Cracks are emerging in the stock market dominance of the mega-cap tech group that has led U.S. equities, the "Magnificent 7 (M7; Apple, Alphabet, Amazon, Microsoft, Nvidia, Meta, Tesla)." As the stocks that powered the U.S. market rally no longer overwhelm the market's returns, investor attention is spreading to other components of the Standard & Poor's (S&P) 500. With revenue growth slowing and questions growing over the payoff from artificial intelligence (AI) investments, some say the big-tech-centered strategy is wobbling.

Logos of Google, Apple, Meta, Amazon, and Microsoft. /Courtesy of AFP=Yonhap News

Bloomberg reported on the 11th (local time) that many M7 corporations posted returns below the S&P 500 last year. The Bloomberg M7 Index rose 25% over the year, but that was driven by surges in Alphabet and Nvidia. Many of the others lagged the index's returns. Observers said it is notable that, for the first time since 2022 when the Federal Reserve (Fed) began raising rates, many large tech stocks have fallen behind the market average.

Wall Street expects this trend could continue this year. As corporations' profit growth rate slows, uncertainty is mounting over whether massive AI investments will translate into actual revenue. In fact, so far this year the Magnificent 7 Index is up only 0.5%, and the S&P 500 has gained just 1.8%.

Shifts in investment strategy are also becoming evident. In the past, buying large tech stocks as a basket delivered high returns, but now, analysts say, selective investing that scrutinizes each corporation's results and investment efficiency has become more important. Jack Janasiewicz, chief portfolio strategist at Natixis Investment Managers Solutions, said, "Investing across the entire M7 is no longer a cure-all," adding, "Underperformers can offset revenue."

Slowing revenue growth at big-tech corporations was cited as a reason for their weakening market leadership. According to Bloomberg Intelligence, the M7's expected profit growth rate this year is about 18%, the lowest since 2022. That is not far from the 13% expected growth rate for the remaining 493 corporations in the S&P 500.

Still, some say valuations are not as expensive as before. The M7 Index trades at 29 times expected earnings over the next 12 months, lower than the more than 40 times seen about a decade ago. Over the same period, the S&P 500 stood at 22 times and the Nasdaq 100 at 25 times.

Outlooks diverged by stock.
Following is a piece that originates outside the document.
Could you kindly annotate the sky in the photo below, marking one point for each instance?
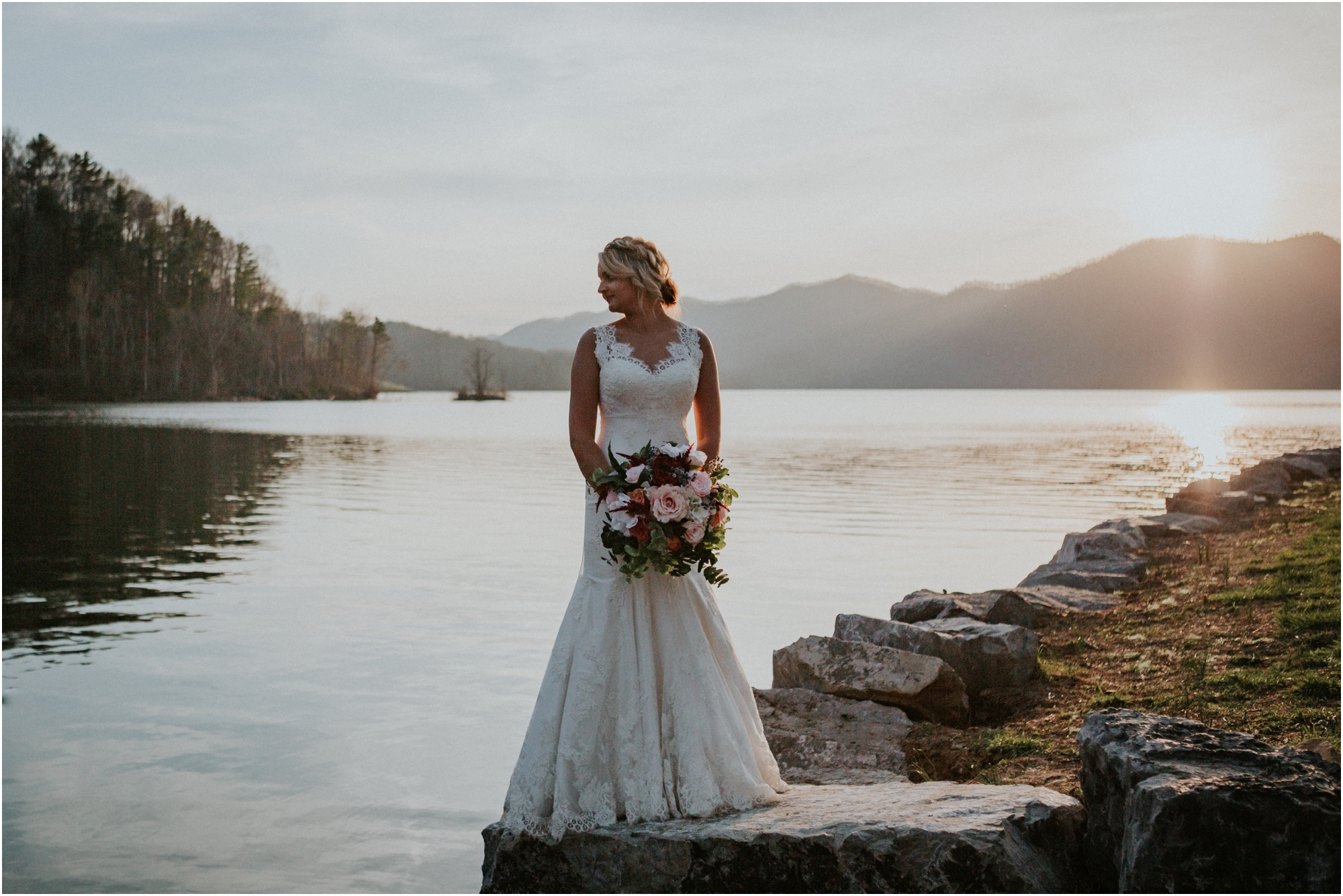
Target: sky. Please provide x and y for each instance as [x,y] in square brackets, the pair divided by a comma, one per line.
[460,165]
Nvidia continues to post rising sales as demand for AI chips outstrips supply despite concerns about intensifying competition and the durability of customers' expenditure. Microsoft, despite its massive AI investments, is seen as slower to monetize. Apple's cautious approach to AI investment has served as a stabilizing factor, but its high share price has been cited as a burden.

Alphabet has regained market trust by strengthening competitiveness in AI models and in-house chips, but analysts said its upside potential may be limited. Amazon has shown signs of a rebound as expectations for a recovery in Amazon Web Services (AWS) growth are priced in, while Meta continues to face market skepticism over its hefty AI investment expense. Tesla's stock has surged on hopes of a pivot to Autonomous Driving and robots, but its excessive valuation has been flagged as a risk.

Experts said, "It's premature to conclude the tech-led bull market is over, but the market's center of gravity is clearly dispersing," adding, "This year is likely to shift away from an all–big tech bias to a phase that prioritizes results and cash flow."